The political motivation for the barrage of atrocity stories in the American media is spelled out in an editorial published in the Times on Thursday. Under the headline, "Lessons of the Balkan War," the editors state ominously, "This was the first military conflict since the end of the cold war fought primarily for humanitarian purposes. It will probably not be the last." The Times declares that the intervention into Yugoslavia "is a powerful signal to other tyrants that the instigation of ethnic violence, even within their own borders, can reach a point that the world will not tolerate." This is the language of colonialism, in which a handful of the most powerful imperialist countries trample on the sovereignty and national rights of lesser powers, even as they presume to speak for "the world." In the 19th century, military intervention and occupation by Britain, France, Belgium, Germany, Holland and Italy of large parts of Africa and Asia were given a moral gloss with phrases like "the white man's burden." Going into the 21st century the rhetoric has changed, but the content remains essentially the same. The Times does not name the countries that could become the next Kosovos, but the manipulation of ethnic antagonisms would provide similar pretexts for US intervention across a broad swathe of southeastern Europe, the Caucasus and Central Asia, all territories formerly incorporated into or dominated by the Soviet Union.

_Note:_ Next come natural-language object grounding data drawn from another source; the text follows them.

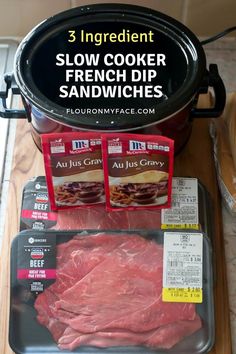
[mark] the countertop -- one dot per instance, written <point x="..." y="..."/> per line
<point x="222" y="53"/>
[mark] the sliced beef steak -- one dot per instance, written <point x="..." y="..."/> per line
<point x="108" y="292"/>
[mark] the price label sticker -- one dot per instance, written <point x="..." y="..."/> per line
<point x="193" y="295"/>
<point x="182" y="268"/>
<point x="183" y="213"/>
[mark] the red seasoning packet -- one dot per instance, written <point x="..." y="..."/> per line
<point x="73" y="168"/>
<point x="138" y="171"/>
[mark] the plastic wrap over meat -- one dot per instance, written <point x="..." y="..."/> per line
<point x="98" y="218"/>
<point x="108" y="293"/>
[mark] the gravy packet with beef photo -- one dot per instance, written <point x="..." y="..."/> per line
<point x="138" y="171"/>
<point x="73" y="167"/>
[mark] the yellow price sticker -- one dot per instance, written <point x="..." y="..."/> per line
<point x="192" y="295"/>
<point x="180" y="226"/>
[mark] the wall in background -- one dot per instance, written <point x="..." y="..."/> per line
<point x="203" y="17"/>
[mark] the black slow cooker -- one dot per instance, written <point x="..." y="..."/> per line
<point x="38" y="80"/>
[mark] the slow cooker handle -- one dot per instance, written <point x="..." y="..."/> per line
<point x="7" y="83"/>
<point x="213" y="80"/>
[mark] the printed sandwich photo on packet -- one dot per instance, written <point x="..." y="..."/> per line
<point x="138" y="171"/>
<point x="73" y="167"/>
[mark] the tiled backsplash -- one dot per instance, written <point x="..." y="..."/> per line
<point x="204" y="17"/>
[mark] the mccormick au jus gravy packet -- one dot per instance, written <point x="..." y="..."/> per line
<point x="73" y="168"/>
<point x="138" y="171"/>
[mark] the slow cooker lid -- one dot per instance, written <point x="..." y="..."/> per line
<point x="40" y="79"/>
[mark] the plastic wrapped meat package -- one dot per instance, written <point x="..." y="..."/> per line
<point x="107" y="292"/>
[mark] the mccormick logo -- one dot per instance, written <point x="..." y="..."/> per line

According to the Times, "the immediate hazard in Kosovo was a demonic assault on the principles of a civilized society. NATO bombed Serbia for 78 days to combat lethal ethnic cleansing, to reverse the expulsion of more than a million ethnic Albanians from their homes and to prevent Slobodan Milosevic from terrorizing the Balkans."

At another point the editorial states: "The mass graves, gutted buildings and torched farmhouses of Kosovo are not the inevitable product of military conflict. They are the result of a premeditated assault by Mr. Milosevic against ethnic Albanians."

We have examined elsewhere the complex historical background to the war in Yugoslavia, which bears no relation to the simplistic version of the Times. It should simply be pointed out that when NATO began bombing, neither "lethal ethnic cleansing" nor the flight of the Kosovars had yet taken place. As for Milosevic and the Balkans, the Serbian ruler has never intervened beyond the borders of the former Yugoslavia.

It was the US and NATO which, in the course of the war, bombed Bulgaria, blocked shipping in Romania, turned Albania, Macedonia, Hungary and Greece into military staging areas and converted the Balkans as a whole into a war zone. There was a premeditated assault in the Balkan War of 1999. It was the deliberate attack on a small nation of 11 million people by a coalition of 19 of the richest and most powerful countries in the world, spearheaded by the world's bully, the United States of America.